Das Bogensee-Areal nördlich von Berlin trägt eine doppelte historische Last: Während der NS-Zeit ließ sich Propagandaminister Joseph Goebbels dort eine Villa errichten, in der DDR-Zeit diente das Gelände dann der Freien Deutschen Jugend als Ausbildungsstätte. Seit dem Jahr 2000 steht das etwa 16 Hektar große Areal im Landkreis Barnim leer und verfällt zusehends.

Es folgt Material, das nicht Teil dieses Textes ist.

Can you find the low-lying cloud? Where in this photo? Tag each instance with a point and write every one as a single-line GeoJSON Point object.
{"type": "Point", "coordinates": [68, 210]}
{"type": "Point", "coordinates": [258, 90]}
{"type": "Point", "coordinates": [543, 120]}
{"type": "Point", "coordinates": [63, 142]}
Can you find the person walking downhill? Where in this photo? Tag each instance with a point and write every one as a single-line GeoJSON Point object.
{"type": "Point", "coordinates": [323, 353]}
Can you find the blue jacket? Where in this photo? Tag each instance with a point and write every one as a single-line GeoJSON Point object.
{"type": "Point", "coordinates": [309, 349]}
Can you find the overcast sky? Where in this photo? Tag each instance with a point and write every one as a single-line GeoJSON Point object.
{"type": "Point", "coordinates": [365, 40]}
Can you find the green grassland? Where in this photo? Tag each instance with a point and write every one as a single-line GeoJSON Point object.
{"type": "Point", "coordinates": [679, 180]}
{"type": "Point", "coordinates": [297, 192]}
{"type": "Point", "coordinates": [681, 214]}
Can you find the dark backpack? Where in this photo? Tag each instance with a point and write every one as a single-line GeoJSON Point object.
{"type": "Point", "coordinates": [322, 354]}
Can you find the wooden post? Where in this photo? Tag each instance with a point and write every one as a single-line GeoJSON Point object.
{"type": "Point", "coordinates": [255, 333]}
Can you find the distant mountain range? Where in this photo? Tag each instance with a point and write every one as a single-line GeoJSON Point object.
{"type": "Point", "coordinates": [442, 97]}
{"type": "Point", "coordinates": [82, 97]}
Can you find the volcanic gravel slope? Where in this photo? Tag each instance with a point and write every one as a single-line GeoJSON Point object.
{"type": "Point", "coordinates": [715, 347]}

Eigentümer des Geländes ist das Land Berlin, das jedoch weder finanzielle Mittel noch Interesse an einer Entwicklung des Areals hat. Der Berliner Senat hat die Fläche bis Ende 2027 unentgeltlich der Gemeinde Wandlitz zur Nutzung überlassen. Der Landkreis Barnim zeigt sich zuversichtlich, trotz der schwierigen Historie einen Investor für das Gelände zu finden. Die Debatte über eine mögliche neue Nutzung des historisch belasteten Ortes dauert bereits seit Jahren an.

Die Brandermittlungen und die ungewisse Zukunft des Geländes werfen erneut Fragen zum Umgang mit historisch belasteten Orten in Brandenburg auf. Während die Ermittler auf besseres Wetter für ihre Untersuchungen warten, bleibt das Bogensee-Areal ein Symbol für die komplexe Geschichtsaufarbeitung in der Region.